In Jela’s estimation, the grudent had tarried a bit too long in the selection of the chair which he now carried, but it was hardly his place to criticize—especially as the protracted search had netted what appeared to be a brand new chair of the first order of craftsmanship. There had been no name on the door of the office from which this last item had been pilfered, but the appropriation had seemed to give Grudent tel’Ashon almost as much satisfaction as purloining the pass-tile. In Jela’s opinion, she had done well by her scholar. Not that his opinion mattered.

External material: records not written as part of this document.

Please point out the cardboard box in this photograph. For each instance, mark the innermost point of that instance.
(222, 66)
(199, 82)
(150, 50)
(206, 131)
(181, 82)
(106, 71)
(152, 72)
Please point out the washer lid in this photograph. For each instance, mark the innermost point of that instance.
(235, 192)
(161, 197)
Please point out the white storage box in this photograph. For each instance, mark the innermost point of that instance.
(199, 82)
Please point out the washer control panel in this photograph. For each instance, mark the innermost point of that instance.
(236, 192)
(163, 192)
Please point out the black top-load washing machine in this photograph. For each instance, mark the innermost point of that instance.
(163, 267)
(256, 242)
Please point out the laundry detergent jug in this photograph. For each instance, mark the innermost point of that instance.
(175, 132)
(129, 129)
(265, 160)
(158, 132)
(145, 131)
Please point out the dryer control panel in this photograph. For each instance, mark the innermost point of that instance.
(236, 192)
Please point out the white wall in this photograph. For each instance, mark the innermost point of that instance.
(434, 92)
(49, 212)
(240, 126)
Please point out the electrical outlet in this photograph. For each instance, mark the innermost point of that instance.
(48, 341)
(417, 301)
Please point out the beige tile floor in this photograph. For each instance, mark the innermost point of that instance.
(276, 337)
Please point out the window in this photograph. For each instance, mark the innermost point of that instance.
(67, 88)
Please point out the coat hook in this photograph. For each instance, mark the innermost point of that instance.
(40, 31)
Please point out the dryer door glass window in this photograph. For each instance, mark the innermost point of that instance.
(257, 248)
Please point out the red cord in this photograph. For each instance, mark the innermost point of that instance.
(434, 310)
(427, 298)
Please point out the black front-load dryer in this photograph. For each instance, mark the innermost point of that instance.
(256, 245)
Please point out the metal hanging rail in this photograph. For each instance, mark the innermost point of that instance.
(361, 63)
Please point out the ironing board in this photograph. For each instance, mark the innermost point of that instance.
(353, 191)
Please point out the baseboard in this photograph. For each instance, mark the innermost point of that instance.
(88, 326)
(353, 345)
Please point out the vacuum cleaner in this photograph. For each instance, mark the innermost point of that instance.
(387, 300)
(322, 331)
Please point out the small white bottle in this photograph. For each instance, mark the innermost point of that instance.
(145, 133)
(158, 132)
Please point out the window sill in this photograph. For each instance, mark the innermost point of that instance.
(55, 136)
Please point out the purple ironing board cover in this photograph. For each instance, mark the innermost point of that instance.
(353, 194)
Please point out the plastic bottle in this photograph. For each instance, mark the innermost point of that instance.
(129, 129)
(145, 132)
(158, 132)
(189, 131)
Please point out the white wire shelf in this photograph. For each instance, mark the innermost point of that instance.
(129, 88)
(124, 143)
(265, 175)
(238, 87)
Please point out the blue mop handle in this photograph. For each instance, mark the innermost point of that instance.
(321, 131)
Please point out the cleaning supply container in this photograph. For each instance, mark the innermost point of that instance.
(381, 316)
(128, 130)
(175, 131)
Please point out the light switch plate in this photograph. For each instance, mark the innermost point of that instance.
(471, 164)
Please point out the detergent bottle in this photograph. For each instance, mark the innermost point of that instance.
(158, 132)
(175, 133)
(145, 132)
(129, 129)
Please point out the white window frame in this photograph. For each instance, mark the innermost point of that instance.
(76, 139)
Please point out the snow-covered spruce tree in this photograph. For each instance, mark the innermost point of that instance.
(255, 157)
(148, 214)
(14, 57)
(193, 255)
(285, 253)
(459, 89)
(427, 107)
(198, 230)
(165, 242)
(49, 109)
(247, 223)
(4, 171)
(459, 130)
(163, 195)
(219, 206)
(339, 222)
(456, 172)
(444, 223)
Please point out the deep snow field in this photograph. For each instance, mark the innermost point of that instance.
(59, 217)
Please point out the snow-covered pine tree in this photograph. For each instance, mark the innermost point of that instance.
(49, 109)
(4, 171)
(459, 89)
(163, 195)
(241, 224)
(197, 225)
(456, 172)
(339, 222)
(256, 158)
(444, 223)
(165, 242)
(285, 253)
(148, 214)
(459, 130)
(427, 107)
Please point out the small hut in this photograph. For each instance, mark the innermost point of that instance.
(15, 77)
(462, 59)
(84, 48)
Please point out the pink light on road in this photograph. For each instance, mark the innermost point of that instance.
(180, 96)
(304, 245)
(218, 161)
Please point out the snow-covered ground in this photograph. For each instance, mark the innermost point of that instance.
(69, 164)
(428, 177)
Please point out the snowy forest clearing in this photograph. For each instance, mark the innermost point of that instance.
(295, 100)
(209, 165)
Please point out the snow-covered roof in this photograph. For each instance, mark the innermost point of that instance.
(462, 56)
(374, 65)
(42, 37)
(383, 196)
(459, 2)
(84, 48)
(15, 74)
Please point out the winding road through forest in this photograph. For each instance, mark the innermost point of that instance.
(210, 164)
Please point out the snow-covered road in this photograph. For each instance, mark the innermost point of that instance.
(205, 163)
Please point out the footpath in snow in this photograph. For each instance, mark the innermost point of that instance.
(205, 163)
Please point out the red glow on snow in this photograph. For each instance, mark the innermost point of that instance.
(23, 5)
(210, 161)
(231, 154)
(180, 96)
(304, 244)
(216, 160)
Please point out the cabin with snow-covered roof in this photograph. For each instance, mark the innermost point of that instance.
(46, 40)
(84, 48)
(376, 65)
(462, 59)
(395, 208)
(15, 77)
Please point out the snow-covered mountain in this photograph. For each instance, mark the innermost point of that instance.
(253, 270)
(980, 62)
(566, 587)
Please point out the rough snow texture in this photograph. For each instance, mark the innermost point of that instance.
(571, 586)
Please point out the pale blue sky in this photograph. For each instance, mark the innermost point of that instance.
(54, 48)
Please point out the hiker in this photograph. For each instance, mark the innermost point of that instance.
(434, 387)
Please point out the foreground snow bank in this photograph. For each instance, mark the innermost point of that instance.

Half-a-dozen steps ahead of him, the grudent abruptly swung close to the wall, sending a sharp look over her shoulder and waving at him to do the same. Not at all a good kobold order, but in light of the man walking toward them, Jela decided it was prudent to obey anyway.

The approaching scholar was, judging by the strands of silver glinting in the dark back-swept hair, in his middle years. His square face was creased, and at some point his nose had been broken. The sleeves of his robe were pushed up, revealing strong forearms, veins like blue wire running tight beneath the skin. In addition to the sheathed truth-blade and smart-gloves, a tile tablet adorned with many fobs and seals hung from his sash. He walked like a man who had recently taken a moderate wound—and who was earnestly trying to conceal that fact.